Charities welcome closure of loophole

Children’s charities in Scotland have welcomed the country’s new
child protection bill, which will close a loophole that previously
allowed unsuitable people to work with children.

The Protection of Children (Scotland) Bill will create a list of
persons unsuitable to work with children. Nurseries, schools and
youth organisations will have to refer to this list before
employing anyone.

Employers will have to put a person on the list if they are sacked
or moved because of their behaviour towards children, regardless of
whether they are subsequently convicted of any crime.

It will be an offence for anyone on the list to apply for a job
involving contact with children, and an offence for an organisation
not to check the list before employing someone.

Chief executive of Children First Margaret Mackay said:
“Safeguarding our children must be our highest priority.
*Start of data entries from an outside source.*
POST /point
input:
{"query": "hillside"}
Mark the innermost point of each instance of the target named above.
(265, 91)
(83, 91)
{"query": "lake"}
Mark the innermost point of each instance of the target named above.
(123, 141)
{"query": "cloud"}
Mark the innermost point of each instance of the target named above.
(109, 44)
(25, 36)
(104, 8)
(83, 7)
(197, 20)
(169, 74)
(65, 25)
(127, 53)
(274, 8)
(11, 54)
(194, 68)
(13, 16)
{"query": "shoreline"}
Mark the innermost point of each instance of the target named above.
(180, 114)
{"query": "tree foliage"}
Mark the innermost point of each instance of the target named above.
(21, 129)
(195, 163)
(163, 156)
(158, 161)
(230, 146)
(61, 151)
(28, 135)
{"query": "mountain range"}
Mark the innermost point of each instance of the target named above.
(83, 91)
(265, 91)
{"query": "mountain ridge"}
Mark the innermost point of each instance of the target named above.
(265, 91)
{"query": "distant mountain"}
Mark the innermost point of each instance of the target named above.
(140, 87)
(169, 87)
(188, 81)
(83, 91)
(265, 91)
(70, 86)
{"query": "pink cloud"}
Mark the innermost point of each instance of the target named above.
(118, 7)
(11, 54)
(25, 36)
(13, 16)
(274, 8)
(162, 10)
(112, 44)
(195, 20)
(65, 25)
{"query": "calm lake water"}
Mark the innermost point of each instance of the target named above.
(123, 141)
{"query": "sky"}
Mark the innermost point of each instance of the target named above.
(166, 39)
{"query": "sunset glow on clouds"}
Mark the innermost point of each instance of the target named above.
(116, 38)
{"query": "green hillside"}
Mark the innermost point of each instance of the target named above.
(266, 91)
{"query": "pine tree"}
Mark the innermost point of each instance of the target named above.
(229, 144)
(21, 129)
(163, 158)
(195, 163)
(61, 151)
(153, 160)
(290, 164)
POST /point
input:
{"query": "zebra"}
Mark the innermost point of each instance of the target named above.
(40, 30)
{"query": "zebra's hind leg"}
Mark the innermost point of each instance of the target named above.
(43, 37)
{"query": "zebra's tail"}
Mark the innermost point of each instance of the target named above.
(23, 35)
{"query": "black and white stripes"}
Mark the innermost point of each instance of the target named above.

In any
situation where the rights of adults and the protection of children
are in the balance, the rights of children must come first.”

The bill comes just months ahead of the expected recommendations of
the child protection review, set up following the death of
three-year-old Kennedy McFarlane, who was murdered by her mother’s
boyfriend Thomas Duncan in May 2000.

An independent inquiry into Kennedy’s death by consultant
paediatrician Dr Helen Hammond, published in March 2001, found that
the girl’s life could have been saved if Dumfries and Galloway
Council had implemented its full child protection procedures.